Meski demikian, Peneliti Pusat Studi Transportasi dan Logistik (Pustral) UGM, Dwi Ardianta Kurniawan, mengingatkan bahwa kenaikan tarif tidak otomatis meningkatkan pendapatan mitra. Ia menilai bahwa perilaku konsumen cenderung responsif terhadap perubahan harga, terutama untuk perjalanan jarak pendek. Dwi menambahkan bahwa analisis permintaan sangat penting agar kebijakan ini tidak justru berbalik merugikan mitra ojol sendiri. “Pengalaman yang lalu, kenaikan tarif akan menurunkan permintaan antara 30%-50% untuk perjalanan jarak pendek, yang tentu justru akan menurunkan pendapatan semua pihak,” ungkapnya, Kamis (24/7).
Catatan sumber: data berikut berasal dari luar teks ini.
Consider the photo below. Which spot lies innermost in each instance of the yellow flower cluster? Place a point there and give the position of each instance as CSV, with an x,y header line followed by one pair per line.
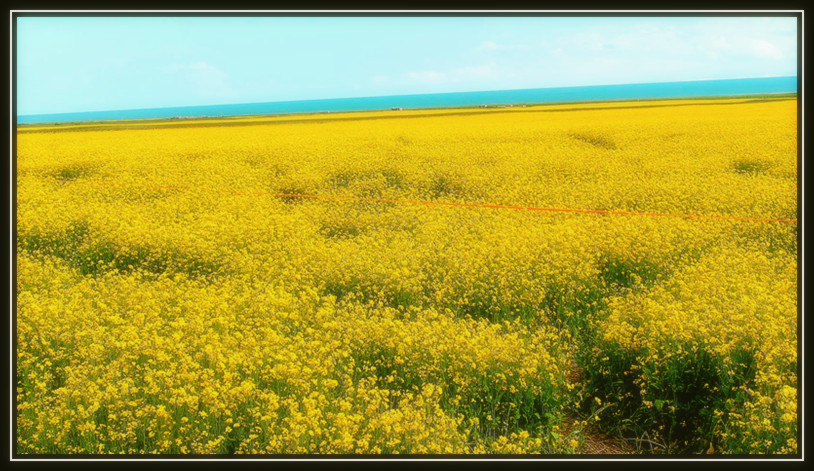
x,y
171,299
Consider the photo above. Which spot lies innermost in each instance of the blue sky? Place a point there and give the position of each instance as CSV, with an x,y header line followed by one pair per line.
x,y
91,64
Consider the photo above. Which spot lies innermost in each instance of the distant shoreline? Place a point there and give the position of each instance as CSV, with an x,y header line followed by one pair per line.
x,y
189,119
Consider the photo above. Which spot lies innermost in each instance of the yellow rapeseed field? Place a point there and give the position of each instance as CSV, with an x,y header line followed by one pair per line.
x,y
170,298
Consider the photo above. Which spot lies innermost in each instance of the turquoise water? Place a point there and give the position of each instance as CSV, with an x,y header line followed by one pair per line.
x,y
535,95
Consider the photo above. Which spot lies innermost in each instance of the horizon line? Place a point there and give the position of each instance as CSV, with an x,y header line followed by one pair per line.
x,y
393,96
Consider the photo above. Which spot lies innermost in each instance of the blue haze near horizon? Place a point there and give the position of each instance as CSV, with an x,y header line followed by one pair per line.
x,y
703,88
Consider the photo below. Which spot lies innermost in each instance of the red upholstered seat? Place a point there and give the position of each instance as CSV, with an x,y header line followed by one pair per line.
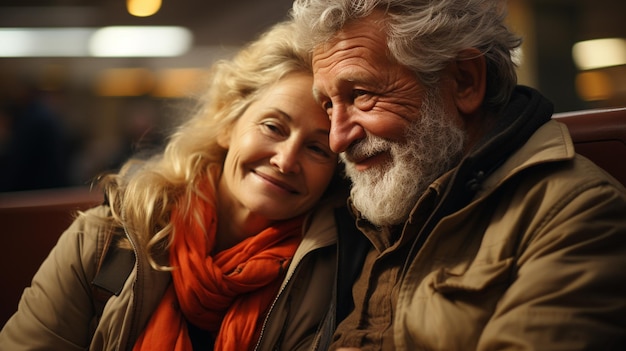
x,y
600,135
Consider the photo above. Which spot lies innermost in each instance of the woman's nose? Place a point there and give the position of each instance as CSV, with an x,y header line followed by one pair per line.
x,y
286,158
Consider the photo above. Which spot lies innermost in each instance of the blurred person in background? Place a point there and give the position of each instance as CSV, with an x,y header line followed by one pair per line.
x,y
230,232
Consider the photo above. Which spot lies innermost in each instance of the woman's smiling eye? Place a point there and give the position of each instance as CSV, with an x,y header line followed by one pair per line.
x,y
358,92
273,128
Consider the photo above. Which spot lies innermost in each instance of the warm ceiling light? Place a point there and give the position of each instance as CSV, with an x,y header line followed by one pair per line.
x,y
599,53
143,8
127,41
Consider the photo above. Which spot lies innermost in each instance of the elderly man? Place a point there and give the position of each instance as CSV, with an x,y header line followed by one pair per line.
x,y
480,228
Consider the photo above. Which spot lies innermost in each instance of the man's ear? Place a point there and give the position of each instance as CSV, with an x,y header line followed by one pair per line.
x,y
470,80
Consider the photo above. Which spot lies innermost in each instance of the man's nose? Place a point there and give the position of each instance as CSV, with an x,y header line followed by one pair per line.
x,y
344,129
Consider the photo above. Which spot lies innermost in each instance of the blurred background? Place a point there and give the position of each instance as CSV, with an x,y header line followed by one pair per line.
x,y
84,84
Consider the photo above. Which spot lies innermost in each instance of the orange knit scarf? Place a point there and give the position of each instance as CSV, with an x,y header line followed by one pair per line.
x,y
227,294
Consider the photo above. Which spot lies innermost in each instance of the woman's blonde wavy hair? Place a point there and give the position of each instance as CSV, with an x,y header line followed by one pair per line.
x,y
142,194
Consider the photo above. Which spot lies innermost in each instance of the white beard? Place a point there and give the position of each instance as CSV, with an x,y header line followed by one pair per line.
x,y
386,194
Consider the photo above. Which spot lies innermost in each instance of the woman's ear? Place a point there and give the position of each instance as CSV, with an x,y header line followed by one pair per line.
x,y
470,78
223,139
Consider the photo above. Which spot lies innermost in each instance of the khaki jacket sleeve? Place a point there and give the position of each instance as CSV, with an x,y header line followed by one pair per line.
x,y
56,311
569,291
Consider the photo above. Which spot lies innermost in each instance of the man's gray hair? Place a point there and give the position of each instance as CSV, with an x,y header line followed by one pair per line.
x,y
425,35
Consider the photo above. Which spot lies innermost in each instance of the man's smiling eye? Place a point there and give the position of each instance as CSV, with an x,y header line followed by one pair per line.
x,y
358,92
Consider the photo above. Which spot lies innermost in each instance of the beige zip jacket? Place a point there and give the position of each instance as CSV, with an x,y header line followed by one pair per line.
x,y
536,261
57,311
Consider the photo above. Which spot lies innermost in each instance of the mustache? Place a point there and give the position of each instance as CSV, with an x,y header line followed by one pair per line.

Lebih lanjut, Dwi mengungkapkan bahwa tantangan utama di lapangan adalah dinamika sistem pentarifan yang kompleks dan berdampak luas. Jumlah mitra ojol yang sangat besar, diperkirakan antara 4 hingga 7 juta orang di Indonesia, membuat kebijakan tarif menjadi isu sensitif. Ia menjelaskan bahwa pada awal kemunculan transportasi daring, banyak orang memilih berhenti dari pekerjaan tetap untuk menjadi mitra ojol karena potensi penghasilan yang tinggi. Namun kini, ketika pendapatan tidak lagi sebesar dulu, para mitra kerap merasa dirugikan, meski kenyataannya lebih berkaitan dengan perubahan standar dan ekspektasi pendapatan yang tidak lagi sama. Ia menilai perlunya penyesuaian ekspektasi antara mitra, aplikator, dan pengguna.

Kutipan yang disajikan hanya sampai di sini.